As providers of connectivity for research and education the R&E networks have an interest in promoting data driven research, and therefore they engage in supporting Data Stewardship. As in Denmark, where local NREN DeiC is working to pave the way for a formal Data Steward education. Michael Svendsen, special advisor at the Department for Research Support at the Copenhagen University Library, and involved in the initiative, explains:
– We all have a shared responsibility to promote well-curated, well-documented and well-structured data. That goes for the network providers, the research infrastructures, the researchers and the research libraries. The biggest part of this challenge is about humans and the ways in which humans collaborate. We can’t solve all our problems with Data Science, Machine Learning and Artificial Intelligence. You still need a human touch point to handle the complexity of working with data in organizations. That is what Data Stewards are for, and they will be collaborating closely with data managers, data scientists, security specialists and IT staff.
– The concept of a Data Steward is not a new one. It has existed for more than 20 years. But what is new in the academic sector is that Data Stewards are to become more responsible for the handling, collection and the interoperability of data e.g. in regards to responsible data management in businesses and the European Open Science Cloud, EOSC, and the FAIR data principles in research performing organisations.
– Both enterprises and research organisations and the public sector need Data Stewards. Researchers are good at working with data relevant to their discipline specific domain of research. But documenting, organising and preserving data is labour intensive and time consuming, and it is also a challenge to many researchers e.g. to provide the metadata required for their research data to fit into a FAIR ecosystem. FAIR is all about documenting your data with good metadata and providing consistency and context. It is about connecting and persistently linking all parts of the data with other taxonomies and vocabularies, and to organize, structure, and curate data in a way that increases its value. That is what good data stewardship should do.
As Michael Svendsen points out, all stakeholders in the R&E sector have a shared responsibility in this, including R&E networks. And they are chipping in. DeiC and a number of other R&E networks are promoting new strategies for Data Management, and contributing to establish a formalised Data Steward education as well. And Finnish CSC and Dutch SURFsara are doing something similar on a European level in the FAIRsFAIR project, which aims to embed FAIR education in university programs, and supply practical solutions for the use of the FAIR data principles throughout the research data life cycle.
– Network, infrastructures, HPC, and data management – everything has to connect even closer in the future. R&E connectivity providers, apart from offering fast and powerful connections, are already contributing to the effort of gluing all this together in more meaningful workflows.

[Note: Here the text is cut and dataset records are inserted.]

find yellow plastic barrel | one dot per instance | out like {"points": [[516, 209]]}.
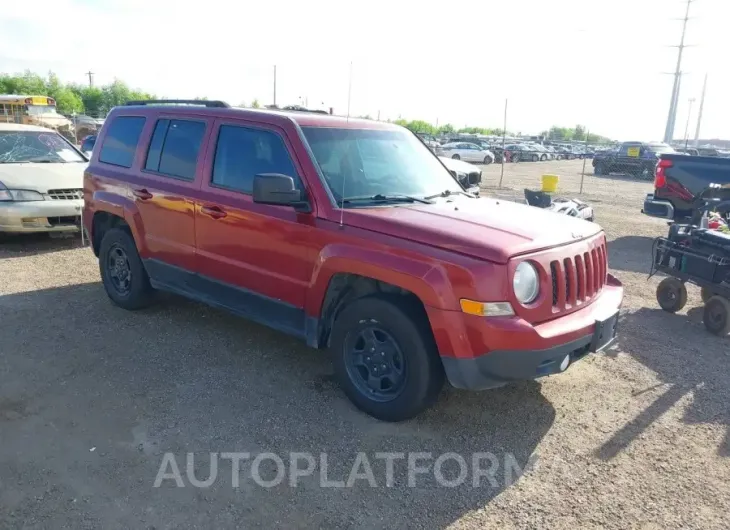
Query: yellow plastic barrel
{"points": [[550, 183]]}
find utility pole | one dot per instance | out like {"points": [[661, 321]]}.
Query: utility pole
{"points": [[699, 115], [686, 128], [669, 130]]}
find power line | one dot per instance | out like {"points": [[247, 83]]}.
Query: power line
{"points": [[671, 119], [699, 116]]}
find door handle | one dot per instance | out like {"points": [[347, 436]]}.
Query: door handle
{"points": [[213, 211], [142, 194]]}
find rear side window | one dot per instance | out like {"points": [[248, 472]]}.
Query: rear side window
{"points": [[121, 140], [174, 148], [242, 153]]}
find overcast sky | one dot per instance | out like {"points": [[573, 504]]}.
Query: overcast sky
{"points": [[599, 63]]}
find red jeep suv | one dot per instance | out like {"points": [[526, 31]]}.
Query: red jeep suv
{"points": [[352, 235]]}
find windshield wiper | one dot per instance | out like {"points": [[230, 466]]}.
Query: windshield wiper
{"points": [[447, 193], [380, 197]]}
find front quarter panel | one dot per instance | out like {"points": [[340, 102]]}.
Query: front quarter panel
{"points": [[420, 277]]}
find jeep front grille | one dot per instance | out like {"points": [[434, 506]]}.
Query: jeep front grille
{"points": [[579, 278]]}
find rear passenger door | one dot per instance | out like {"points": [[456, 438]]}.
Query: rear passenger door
{"points": [[254, 259], [163, 194]]}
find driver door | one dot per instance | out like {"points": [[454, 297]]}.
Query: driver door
{"points": [[254, 258]]}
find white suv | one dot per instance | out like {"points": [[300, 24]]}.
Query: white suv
{"points": [[41, 180]]}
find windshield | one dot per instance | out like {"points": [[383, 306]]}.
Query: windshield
{"points": [[365, 162], [32, 146], [34, 110]]}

– This trend will continue. They key is to have a diverse set of tools, software and infrastructure at your disposal. You have to be able to easily model your data to document it, almost in real-time, with timestamp, location etc. You need a suite of software to make your data findable and reproducible and an infrastructure provider to make in interoperable. All this has to be interconnected in a workflow.
– A few research domains are leading the way. Life science – producing more than half of the data in the academic sector – has extremely well structured data that are highly interoperable due to the use of well-defined semantics in linked data graphs, such as the RDF technology (Resource Description Framework). If you take a look at the Linked Open Data Cloud (https://lod-cloud.net/) showing the relationship between large data bases and sources on the Internet using RDF, you can see how Life Science databases dominate the picture. They have done a great job in regards to becoming more FAIR and interoperable.
– Other research domains will follow, and hopefully, an increasing number of Data Stewards will do their important part to make the vision of an internet of FAIR data and services and the EOSC a reality.
On the 4th of October 2019 Danish NREN DeiC held a 1-day conference “Data Stewards – competition or coordination?”, gathering academia, industry, and public sector to explore the interest and requirements for a nationally coordinated and internationally aligned effort towards data steward education.